On the other hand this was not a hostile bid and we have to live in the real world.

Reox boss Jerry Henchy decided to sell the business for strategic reasons, having realised that his ambition to create an international consumer group serving both Britain and Ireland was not on for a small player in markets dominated by big multiples where margins are getting increasingly tight.

Henchy decided to sell out following an initial approach from a private equity house.

Rumour had it Henchy was initially looking for €200m for the business, but the €165m relative to the size of the operation and the competitive nature of the markets, suggests Reox did well to get the price it did.

A decision on the takeover is due by the end of the month.

The Authority has cleared 15 of the 17 takeover proposals it has reviewed, so precedent suggests the deal will go through.

Consolidation is part of the modern commercial world, and Kerry is better placed to promote the Breeo range in Britain than Reox, due to its well-established distribution network. It also should help secure the future of the brands and protect jobs. Those considerations cannot be ignored in today’s tough trading environment.

The second review announced recently was into Heineken’s proposed takeover of Beamish & Crawford (B&C) following the buyout of Scottish & Newcastle.

Here the authority faces a much tougher decision.

If it clears the Cork brewer sale then the country is looking at a beer industry duopoly in this market.

When Heineken took over the other Cork brewery, Murphy’s, it took on the might of Guinness, — mainly with its lager — and ended the dominance of the group in Ireland.

It made little impact on the stout situation, which is still dominated by Guinness, although B&C has made some effort to take the fight to Guinness, with some success in recent years.

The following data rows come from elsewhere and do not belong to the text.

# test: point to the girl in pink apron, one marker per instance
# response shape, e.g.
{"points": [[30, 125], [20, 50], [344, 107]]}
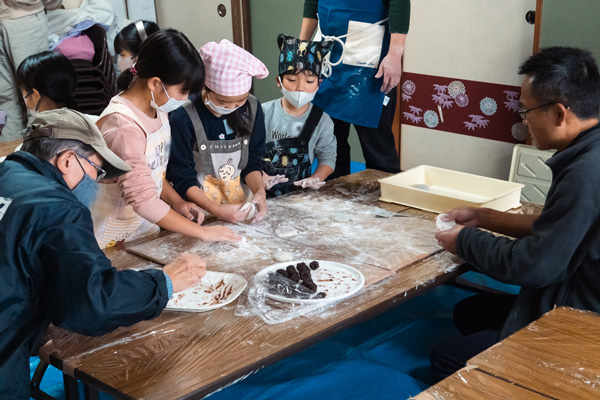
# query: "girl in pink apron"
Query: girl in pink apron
{"points": [[219, 139], [135, 126]]}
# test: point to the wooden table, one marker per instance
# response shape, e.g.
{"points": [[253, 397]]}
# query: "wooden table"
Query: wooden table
{"points": [[556, 357], [190, 355]]}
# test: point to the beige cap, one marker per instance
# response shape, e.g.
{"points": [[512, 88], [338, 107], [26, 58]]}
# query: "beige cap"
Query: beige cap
{"points": [[64, 123]]}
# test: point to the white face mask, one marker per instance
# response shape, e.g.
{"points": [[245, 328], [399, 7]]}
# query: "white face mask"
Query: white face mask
{"points": [[171, 104], [217, 109], [32, 113], [124, 63], [297, 99]]}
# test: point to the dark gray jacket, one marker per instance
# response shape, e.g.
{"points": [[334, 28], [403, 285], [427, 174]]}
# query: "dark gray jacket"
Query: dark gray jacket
{"points": [[52, 270], [559, 264]]}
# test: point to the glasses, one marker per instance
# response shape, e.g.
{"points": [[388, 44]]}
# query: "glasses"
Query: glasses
{"points": [[99, 171], [523, 113]]}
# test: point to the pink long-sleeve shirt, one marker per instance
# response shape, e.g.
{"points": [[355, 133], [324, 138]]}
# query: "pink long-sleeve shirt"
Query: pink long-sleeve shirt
{"points": [[127, 140]]}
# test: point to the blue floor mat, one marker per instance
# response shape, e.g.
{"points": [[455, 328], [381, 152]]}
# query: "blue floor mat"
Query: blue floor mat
{"points": [[386, 357]]}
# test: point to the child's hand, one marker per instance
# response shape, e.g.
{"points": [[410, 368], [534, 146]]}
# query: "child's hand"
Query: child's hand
{"points": [[312, 183], [271, 181]]}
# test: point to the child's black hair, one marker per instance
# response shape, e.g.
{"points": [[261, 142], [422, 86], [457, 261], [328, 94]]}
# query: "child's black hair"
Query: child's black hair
{"points": [[129, 38], [169, 55], [51, 74]]}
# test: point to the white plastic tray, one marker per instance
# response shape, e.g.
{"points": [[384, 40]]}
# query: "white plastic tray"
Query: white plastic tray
{"points": [[438, 189]]}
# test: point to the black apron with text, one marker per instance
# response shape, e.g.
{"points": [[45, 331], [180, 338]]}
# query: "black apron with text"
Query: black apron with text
{"points": [[290, 156], [219, 163]]}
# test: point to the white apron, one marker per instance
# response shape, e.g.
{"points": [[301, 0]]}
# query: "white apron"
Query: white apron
{"points": [[114, 220]]}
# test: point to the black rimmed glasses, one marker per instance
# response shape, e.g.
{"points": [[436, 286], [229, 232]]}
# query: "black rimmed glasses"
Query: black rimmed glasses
{"points": [[523, 113], [100, 172]]}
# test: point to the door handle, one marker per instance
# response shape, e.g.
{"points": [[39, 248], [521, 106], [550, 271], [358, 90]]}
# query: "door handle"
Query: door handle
{"points": [[530, 17]]}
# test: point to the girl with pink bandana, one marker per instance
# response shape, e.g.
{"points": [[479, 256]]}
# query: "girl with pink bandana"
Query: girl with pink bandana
{"points": [[219, 139]]}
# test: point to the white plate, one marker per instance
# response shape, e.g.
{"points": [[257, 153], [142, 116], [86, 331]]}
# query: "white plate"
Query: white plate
{"points": [[338, 280], [216, 290]]}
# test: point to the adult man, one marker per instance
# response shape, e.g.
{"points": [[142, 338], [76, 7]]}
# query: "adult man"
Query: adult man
{"points": [[555, 257], [355, 92], [51, 268]]}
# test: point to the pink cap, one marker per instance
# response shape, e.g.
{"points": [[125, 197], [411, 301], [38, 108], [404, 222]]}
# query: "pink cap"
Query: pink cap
{"points": [[229, 68]]}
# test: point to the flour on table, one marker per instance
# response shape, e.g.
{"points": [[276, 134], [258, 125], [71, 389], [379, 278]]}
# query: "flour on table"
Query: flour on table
{"points": [[282, 256], [443, 225], [286, 232], [340, 217], [251, 207]]}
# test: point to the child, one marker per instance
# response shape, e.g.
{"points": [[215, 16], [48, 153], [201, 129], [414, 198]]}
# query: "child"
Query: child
{"points": [[135, 126], [298, 131], [129, 41], [219, 139]]}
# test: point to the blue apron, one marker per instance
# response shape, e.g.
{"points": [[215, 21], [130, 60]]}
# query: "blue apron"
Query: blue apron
{"points": [[351, 94]]}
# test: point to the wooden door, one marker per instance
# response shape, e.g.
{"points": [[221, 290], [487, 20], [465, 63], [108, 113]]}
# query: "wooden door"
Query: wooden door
{"points": [[460, 86]]}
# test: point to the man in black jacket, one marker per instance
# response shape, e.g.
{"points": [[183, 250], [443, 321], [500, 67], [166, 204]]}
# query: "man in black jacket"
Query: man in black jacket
{"points": [[555, 258], [51, 268]]}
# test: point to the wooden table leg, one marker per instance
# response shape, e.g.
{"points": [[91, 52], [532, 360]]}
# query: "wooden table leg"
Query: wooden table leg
{"points": [[90, 393], [71, 388]]}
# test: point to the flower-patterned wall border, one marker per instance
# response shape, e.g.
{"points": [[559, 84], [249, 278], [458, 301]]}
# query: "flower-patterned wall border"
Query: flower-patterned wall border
{"points": [[472, 108]]}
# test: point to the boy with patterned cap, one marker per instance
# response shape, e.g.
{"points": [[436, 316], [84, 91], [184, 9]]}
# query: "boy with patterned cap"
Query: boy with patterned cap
{"points": [[219, 139], [298, 131]]}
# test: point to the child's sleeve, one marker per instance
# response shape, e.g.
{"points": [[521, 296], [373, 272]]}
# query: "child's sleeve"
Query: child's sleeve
{"points": [[181, 171], [326, 144]]}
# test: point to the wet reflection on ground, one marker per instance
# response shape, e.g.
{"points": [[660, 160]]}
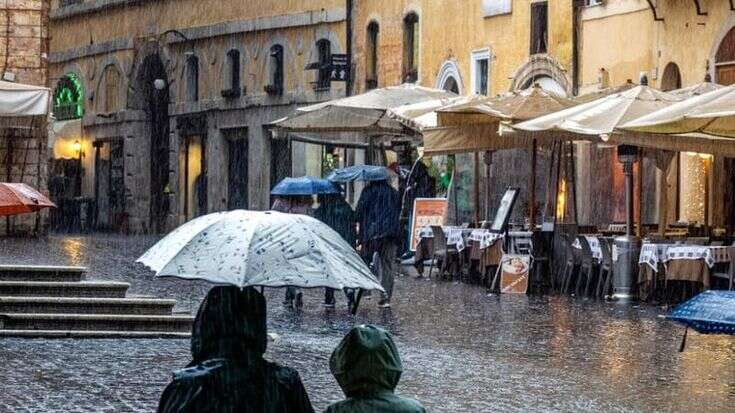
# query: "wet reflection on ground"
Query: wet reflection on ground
{"points": [[462, 350]]}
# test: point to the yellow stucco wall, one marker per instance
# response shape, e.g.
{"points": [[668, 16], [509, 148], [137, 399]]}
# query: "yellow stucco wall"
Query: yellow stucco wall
{"points": [[451, 30]]}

Heineken has presumably argued that two strong players will keep manners on each other with benefits for the consumer. But it cannot get away from the fact that if it is cleared to take over the B&C business that we are left with a near duopoly in terms of the beer market.

Against that over the past decade or more Beamish is the one player in this market that has been competitive on price whereas Heineken and Guinness, now part of Diageo, have been happy to pass on higher prices.

That point was well made in the analysis of the proposed deal made by the EU Commission.

However, if the odds historically favour Heineken, the markers laid down by the commission in their report suggest this is far from a done deal.

The report made clear that B&C was the one player trying to give the consumer a better deal.

Heineken will find it hard to argue that taking a third player out of this market will be good for competition and the consumer.

What ever happened to the idea of “vigorous competition?”